In the previous section, we discussed the drawbacks of running the commands manually. Indeed, the manual process was taking too much time and could directly impact the database state while the freeze was occurring.

To address this issue, it is possible to automate the solution with PowerShell. The idea is to automate the different operations involved in the snapshot backup and restore process.

We will use two scripts:

  • One script to perform the backups and create the snapshots.
  • One script to perform the restores.

Backup process

Here is how the backup process works:

  • We connect to the corresponding SQL Server instance.
  • We change the state of the database using ALTER DATABASE … SET SUSPEND_FOR_SNAPSHOT_BACKUP = ON. At this point, the I/Os are frozen.
  • We connect to the hypervisor through SSH.
  • We create the snapshot.
  • We back up the database using BACKUP DATABASE … WITH METADATA_ONLY.
  • We change the state of the database using ALTER DATABASE … SET SUSPEND_FOR_SNAPSHOT_BACKUP = OFF. At this point, the I/Os are unfrozen.

Powershell implementation (backup)

Here is the code used to perform the backup:

param(
    [string]$SqlInstance = "VM-WS25-SQL2",
    [string]$Database    = "StackOverflow",
    [string]$BackupDir   = "D:\Backups",
    [string]$PveHost     = "192.168.1.110",
    [string]$PveUser     = "MyUser",
    [string[]]$Zvols     = @("sqlpool/pve/vm-302-disk-0")
)

$Timestamp = Get-Date -Format "yyyyMMddTHHmmss"
$SnapName  = "sql_${Database}_${Timestamp}"

$DbSafe = $Database.Replace("]", "]]")
$BackupFile = Join-Path $BackupDir "${Database}_${Timestamp}.bkm"

$ZfsSnapshots = $Zvols | ForEach-Object { "$_@$SnapName" }
$ZfsSnapshotArgs = $ZfsSnapshots -join " "

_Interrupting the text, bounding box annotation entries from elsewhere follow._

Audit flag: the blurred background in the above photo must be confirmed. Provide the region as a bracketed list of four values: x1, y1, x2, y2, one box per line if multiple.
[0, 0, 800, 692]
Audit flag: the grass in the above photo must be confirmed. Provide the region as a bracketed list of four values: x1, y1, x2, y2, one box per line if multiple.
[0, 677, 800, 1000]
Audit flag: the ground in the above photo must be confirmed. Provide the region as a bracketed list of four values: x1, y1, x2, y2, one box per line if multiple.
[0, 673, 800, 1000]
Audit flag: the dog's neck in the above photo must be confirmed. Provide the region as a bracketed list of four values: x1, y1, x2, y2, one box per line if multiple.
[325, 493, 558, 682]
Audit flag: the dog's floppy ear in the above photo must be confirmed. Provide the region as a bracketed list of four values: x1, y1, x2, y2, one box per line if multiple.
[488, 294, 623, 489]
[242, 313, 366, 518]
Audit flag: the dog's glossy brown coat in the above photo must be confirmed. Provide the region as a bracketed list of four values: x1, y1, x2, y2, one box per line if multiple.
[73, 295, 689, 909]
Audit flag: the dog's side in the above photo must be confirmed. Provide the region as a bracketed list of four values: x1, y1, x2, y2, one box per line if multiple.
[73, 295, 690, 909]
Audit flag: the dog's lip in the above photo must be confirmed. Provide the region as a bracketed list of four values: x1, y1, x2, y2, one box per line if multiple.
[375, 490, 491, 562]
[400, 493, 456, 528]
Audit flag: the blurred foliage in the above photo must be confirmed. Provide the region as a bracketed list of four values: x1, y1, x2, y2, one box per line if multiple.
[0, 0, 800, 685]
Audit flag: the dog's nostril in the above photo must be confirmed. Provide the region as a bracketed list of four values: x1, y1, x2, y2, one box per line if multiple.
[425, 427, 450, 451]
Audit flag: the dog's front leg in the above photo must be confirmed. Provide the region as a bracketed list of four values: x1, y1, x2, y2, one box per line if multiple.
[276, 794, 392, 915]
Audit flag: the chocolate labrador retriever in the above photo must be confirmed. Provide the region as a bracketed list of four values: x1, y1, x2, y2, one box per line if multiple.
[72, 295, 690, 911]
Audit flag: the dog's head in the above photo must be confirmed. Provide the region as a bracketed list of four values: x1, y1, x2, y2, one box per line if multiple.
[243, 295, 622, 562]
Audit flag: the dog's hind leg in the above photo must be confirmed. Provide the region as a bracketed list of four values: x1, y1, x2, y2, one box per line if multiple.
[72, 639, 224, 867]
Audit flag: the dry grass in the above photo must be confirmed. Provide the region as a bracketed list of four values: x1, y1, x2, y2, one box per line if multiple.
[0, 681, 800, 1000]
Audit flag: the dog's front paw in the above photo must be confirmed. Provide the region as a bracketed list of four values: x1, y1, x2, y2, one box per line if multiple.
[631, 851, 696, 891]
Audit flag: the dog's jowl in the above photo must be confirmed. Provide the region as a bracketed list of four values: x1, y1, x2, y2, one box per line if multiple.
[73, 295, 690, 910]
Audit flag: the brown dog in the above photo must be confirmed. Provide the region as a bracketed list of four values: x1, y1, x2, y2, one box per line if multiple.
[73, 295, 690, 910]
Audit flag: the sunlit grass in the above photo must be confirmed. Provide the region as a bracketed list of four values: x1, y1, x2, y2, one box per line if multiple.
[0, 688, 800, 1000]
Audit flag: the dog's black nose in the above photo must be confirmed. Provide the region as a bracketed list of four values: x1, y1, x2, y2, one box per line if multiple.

$MediaDescription = "zfs|$PveHost|$ZfsSnapshotArgs"

$BackupFileSql = $BackupFile.Replace("'", "''")
$MediaSql = $MediaDescription.Replace("'", "''")

$connString = "Server=$SqlInstance;Database=master;Integrated Security=True;TrustServerCertificate=True;Application Name=ZFS-TSQL-Snapshot;"
$conn = New-Object System.Data.SqlClient.SqlConnection $connString

function Invoke-SqlNonQuery {
    param([string]$Sql)

    $cmd = $conn.CreateCommand()
    $cmd.CommandTimeout = 0
    $cmd.CommandText = $Sql
    [void]$cmd.ExecuteNonQuery()
}

try {
    $conn.Open()

    Write-Host "Freezing SQL database writes..."
    Invoke-SqlNonQuery "ALTER DATABASE [$DbSafe] SET SUSPEND_FOR_SNAPSHOT_BACKUP = ON;"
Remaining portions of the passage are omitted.